Reuters reports that on Thursday, the state-run Xinjiang Daily announced the launch of “cultural propaganda activities” coming soon to the region, in honor of new counter-terrorism laws instated last year and the fact that violence is bad. Such self-professed “propaganda” will feature a “leading role for culture,” which has been interpreted as a warning of musical shenanigans ahead.
There’ll also be public talks from law-enforcers, but more importantly: singing and dancing!
In the words of the paper, the proceedings will “delight and mobilize the masses from all ethnicities to proactively and actively participate in the anti-terrorism struggle.”
Aside from all that the government plans to use social media as part of the campaign to “strengthen public opinion” and “create a good atmosphere” in the typically restive region of Xinjiang. Hopefully, residents will be able to read their messages.
But while there is no ill that isn’t eased through the power of music, it remains to be seen if any group kumbaya moment will appease activists and journalists who lay the blame for unrest among Muslim Uighurs squarely at the feet of the government itself.

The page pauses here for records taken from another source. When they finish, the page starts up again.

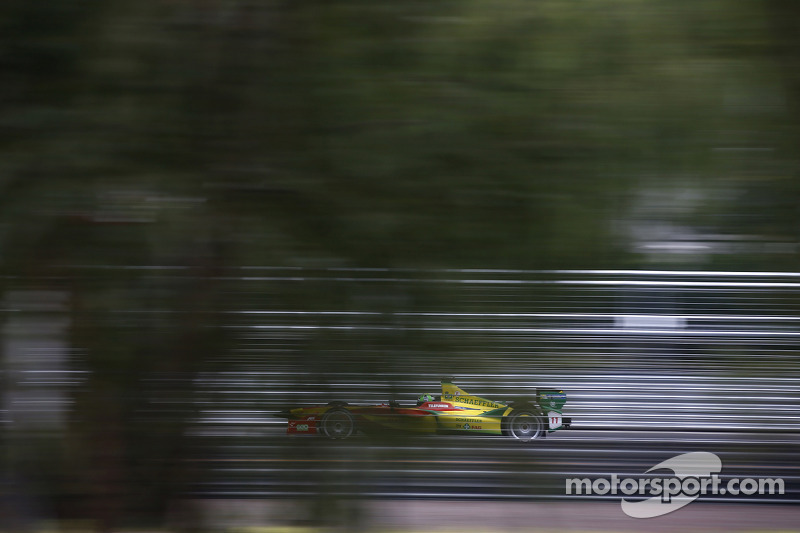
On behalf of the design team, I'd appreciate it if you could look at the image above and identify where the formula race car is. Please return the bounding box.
[276,378,572,441]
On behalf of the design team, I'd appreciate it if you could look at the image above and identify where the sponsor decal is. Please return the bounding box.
[443,394,502,408]
[463,423,470,430]
[426,403,451,409]
[288,420,315,434]
[455,417,482,423]
[540,393,566,400]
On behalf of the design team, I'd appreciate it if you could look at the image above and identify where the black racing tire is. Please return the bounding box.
[320,408,355,440]
[506,409,544,442]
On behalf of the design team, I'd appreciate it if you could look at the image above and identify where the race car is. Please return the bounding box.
[276,378,572,441]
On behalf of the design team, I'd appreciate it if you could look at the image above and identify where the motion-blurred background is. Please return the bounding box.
[2,0,800,531]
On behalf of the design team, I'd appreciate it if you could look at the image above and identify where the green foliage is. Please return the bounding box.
[3,0,798,272]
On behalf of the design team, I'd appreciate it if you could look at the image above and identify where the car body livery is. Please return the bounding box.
[277,378,572,442]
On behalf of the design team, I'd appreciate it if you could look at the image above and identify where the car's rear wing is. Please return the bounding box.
[536,389,567,411]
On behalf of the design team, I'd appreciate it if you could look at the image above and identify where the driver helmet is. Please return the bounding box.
[417,393,435,405]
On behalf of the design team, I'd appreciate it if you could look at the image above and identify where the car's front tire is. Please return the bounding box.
[320,408,355,440]
[506,409,543,442]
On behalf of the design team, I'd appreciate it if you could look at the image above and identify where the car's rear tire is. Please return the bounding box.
[321,408,355,440]
[507,409,543,442]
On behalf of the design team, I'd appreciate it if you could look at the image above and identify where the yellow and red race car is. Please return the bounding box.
[277,378,571,441]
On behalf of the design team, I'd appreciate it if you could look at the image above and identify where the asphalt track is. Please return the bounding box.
[192,428,800,503]
[198,499,800,532]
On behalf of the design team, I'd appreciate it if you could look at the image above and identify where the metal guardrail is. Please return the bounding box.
[5,268,800,502]
[188,268,800,433]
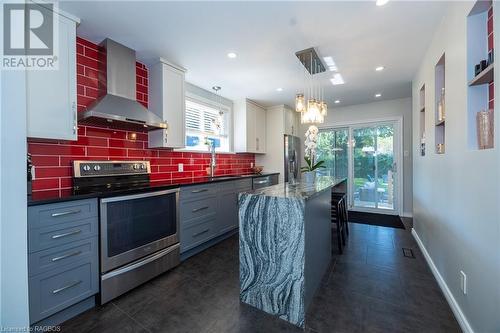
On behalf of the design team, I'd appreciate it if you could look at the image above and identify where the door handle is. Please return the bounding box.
[51,209,81,217]
[191,189,208,194]
[52,280,82,294]
[51,250,82,262]
[51,229,82,239]
[254,180,269,185]
[192,206,209,213]
[192,229,210,237]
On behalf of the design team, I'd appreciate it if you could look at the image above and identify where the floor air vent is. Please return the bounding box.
[402,248,415,259]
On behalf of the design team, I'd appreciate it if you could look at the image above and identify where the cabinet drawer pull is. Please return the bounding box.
[51,209,81,217]
[191,189,208,193]
[192,229,210,238]
[254,180,269,184]
[192,206,209,213]
[51,229,82,239]
[51,250,82,262]
[52,280,82,294]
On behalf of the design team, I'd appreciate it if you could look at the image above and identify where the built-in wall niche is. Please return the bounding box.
[419,84,426,156]
[435,54,446,154]
[467,0,495,150]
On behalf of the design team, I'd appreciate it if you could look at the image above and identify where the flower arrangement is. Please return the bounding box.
[301,125,325,180]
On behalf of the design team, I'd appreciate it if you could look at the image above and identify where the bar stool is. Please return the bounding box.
[331,195,346,254]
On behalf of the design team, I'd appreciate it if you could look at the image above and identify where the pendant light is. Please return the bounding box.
[295,48,327,124]
[212,86,223,135]
[295,93,305,112]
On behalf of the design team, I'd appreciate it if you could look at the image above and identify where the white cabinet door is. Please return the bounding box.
[27,8,77,140]
[234,99,267,153]
[148,60,186,148]
[254,104,266,153]
[246,102,257,152]
[284,107,298,136]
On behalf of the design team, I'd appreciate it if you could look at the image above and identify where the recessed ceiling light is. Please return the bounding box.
[330,73,345,85]
[276,88,283,92]
[334,100,340,104]
[227,52,237,59]
[323,56,338,72]
[376,0,390,6]
[375,93,382,98]
[375,66,385,71]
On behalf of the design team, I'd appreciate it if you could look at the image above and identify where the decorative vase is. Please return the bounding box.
[303,171,316,184]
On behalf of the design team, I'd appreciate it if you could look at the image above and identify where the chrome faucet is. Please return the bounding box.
[209,141,216,177]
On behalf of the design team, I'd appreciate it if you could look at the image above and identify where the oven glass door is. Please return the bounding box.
[101,189,178,272]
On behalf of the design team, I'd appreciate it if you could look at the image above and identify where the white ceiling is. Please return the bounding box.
[61,1,448,107]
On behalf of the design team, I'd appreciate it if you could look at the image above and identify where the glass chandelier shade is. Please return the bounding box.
[295,94,305,113]
[320,101,327,117]
[301,99,324,124]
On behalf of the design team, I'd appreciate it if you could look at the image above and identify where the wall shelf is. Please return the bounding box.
[469,63,494,86]
[434,53,446,154]
[466,0,494,150]
[419,85,426,156]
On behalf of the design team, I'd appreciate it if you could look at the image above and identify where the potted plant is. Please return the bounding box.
[301,156,325,183]
[301,125,325,183]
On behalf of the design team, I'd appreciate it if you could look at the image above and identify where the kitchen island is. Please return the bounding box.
[238,177,346,327]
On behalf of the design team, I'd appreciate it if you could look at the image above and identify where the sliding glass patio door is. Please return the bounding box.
[317,121,400,215]
[352,123,397,212]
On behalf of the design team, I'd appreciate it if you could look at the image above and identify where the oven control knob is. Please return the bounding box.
[140,164,146,170]
[93,165,101,171]
[82,165,91,171]
[133,164,140,170]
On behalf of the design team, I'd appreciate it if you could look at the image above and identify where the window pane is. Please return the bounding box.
[185,98,229,152]
[186,108,200,130]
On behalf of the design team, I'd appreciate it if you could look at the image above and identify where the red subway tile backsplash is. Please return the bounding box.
[27,37,255,194]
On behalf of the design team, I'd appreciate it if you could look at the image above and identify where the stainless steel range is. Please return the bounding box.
[73,160,180,304]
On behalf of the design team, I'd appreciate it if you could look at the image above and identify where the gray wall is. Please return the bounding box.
[300,97,413,216]
[1,70,30,327]
[412,2,500,332]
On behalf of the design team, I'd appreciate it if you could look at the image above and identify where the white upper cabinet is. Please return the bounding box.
[234,99,266,154]
[284,106,299,136]
[27,5,79,140]
[148,59,186,148]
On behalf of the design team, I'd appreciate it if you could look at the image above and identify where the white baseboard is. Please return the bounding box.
[401,211,413,218]
[411,229,473,333]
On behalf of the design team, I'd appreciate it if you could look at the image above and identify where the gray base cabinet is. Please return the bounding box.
[28,199,99,325]
[180,179,253,256]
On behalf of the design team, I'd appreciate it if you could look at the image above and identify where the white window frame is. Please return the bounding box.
[177,92,234,153]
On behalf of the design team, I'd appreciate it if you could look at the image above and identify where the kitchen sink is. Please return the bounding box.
[209,175,242,181]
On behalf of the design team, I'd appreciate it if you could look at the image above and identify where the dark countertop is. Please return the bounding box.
[28,172,279,206]
[244,177,346,201]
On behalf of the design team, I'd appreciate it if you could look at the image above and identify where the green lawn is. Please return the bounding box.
[354,177,389,191]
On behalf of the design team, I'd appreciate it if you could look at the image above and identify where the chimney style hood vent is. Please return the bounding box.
[78,39,167,131]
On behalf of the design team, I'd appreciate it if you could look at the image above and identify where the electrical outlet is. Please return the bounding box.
[250,162,254,168]
[460,271,467,295]
[178,163,184,172]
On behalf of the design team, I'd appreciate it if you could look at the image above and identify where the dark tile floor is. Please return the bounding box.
[61,219,461,333]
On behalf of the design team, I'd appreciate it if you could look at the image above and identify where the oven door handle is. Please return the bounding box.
[101,243,180,281]
[100,188,180,203]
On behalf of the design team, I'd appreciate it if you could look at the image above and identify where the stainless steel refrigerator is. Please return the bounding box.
[284,135,301,183]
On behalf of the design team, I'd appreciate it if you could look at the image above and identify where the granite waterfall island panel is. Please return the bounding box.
[238,177,346,327]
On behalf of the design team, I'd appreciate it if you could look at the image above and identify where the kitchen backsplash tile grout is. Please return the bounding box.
[28,36,255,195]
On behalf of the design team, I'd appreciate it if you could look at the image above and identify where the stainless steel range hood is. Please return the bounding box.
[78,39,167,131]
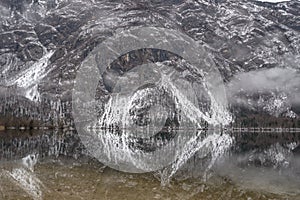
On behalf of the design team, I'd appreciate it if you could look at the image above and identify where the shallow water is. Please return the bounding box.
[0,156,299,200]
[0,130,299,200]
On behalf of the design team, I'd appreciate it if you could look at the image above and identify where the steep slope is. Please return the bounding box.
[0,0,299,126]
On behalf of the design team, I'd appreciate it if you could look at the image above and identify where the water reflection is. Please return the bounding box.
[0,130,299,199]
[0,130,84,161]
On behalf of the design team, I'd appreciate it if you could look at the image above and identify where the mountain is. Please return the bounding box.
[0,0,299,127]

Meanwhile, Beijing blames groups of Islamic militants and extremists for problems in the region. In the past, they’ve tried using alcohol, cigarettes and flamethrowers to resolve the issues. They’ve also urged residents to use the “angry stare” to fight terror, but apparently that wasn’t working.
In the end, perhaps this is just a clever counter to the catchy strategy used by ISIS to recruit Chinese Muslims to join their cause.